The translating twins, Dagmar and Judy Jenner, who also run a great blog, have recently published a book, The Entrepreneurial Linguist.
The premise of their book is that translators need to run their business as though it were, well, a business. Too many of us translators view ourselves as freelancers rather than businesspeople and we act accordingly, so the Jenner twins provide a lot of helpful advice and practical suggestions for how we can act more business-like. They discuss what it means to have a business and how said business can work best for both the owner and the customers.
They start the book with the basics, such as what you should buy for your office and how you can save money on necessary goods. Then they use case studies, as is done in business school, to look at what a customer wants, what the translator and business-owner wants, and how a compromise can be reached. They also look at a variety of related topics, such as how a translator can make use of blogging and Facebook, how to negotiate and decide prices, marketing and media coverage, how to find and work with customers, why conferences and other types of professional development are useful, how to keep a good work-life balance, how to avoid isolation as a translator, why volunteer work is good to do, how to work towards and reach goals, and much more.

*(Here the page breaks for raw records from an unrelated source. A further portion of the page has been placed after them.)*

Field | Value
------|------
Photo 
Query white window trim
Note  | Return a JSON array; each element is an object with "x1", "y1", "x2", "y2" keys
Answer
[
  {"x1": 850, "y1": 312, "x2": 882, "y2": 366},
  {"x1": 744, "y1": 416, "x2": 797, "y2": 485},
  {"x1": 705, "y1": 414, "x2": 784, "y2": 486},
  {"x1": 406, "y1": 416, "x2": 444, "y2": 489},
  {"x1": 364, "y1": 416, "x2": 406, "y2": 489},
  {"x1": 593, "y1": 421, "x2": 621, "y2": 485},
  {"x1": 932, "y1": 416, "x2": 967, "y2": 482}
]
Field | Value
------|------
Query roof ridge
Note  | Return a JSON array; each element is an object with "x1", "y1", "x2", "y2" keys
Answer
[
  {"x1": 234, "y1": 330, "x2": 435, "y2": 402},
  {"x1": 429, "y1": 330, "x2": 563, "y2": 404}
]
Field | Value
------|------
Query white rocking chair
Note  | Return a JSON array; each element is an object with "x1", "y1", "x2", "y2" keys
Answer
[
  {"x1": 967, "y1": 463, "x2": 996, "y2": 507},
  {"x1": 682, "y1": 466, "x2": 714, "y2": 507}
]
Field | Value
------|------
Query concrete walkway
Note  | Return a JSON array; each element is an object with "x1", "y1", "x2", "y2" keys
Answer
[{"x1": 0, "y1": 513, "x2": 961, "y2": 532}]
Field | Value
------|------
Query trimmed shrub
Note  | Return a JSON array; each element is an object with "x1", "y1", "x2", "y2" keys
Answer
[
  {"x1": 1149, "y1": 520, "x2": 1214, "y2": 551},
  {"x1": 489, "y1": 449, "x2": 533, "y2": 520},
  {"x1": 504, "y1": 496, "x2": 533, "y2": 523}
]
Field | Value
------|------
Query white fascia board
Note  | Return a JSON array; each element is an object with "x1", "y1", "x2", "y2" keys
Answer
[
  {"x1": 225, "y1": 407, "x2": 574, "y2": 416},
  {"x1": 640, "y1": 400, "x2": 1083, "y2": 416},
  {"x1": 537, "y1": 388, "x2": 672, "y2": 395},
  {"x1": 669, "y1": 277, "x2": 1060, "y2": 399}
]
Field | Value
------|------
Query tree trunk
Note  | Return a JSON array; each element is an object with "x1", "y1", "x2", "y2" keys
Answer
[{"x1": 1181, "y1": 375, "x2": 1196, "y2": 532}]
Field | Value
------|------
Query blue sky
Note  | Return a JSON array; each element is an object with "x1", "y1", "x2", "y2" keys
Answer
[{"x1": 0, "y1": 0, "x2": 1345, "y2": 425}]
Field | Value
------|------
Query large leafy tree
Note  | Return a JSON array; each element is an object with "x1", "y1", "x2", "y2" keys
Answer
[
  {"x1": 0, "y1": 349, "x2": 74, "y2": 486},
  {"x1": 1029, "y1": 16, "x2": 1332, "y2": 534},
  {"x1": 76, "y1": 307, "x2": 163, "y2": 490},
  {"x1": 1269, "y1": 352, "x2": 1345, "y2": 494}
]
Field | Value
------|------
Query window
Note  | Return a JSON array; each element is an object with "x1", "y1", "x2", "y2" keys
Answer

This is not a book about the linguistic aspects of translation or about translation theory or other such issues. Instead, The Entrepreneurial Linguist is a very detailed and thorough book about how to “run a business like a business,” even if your business is just a small one. It’s a perfect book for people just starting out in the field, but it also has useful information for more experienced translators. The Jenner twins have hit a very important point: translators must be professional, if we want to be successful and to have other people respect our profession, and this book gives tips on how to accomplish that.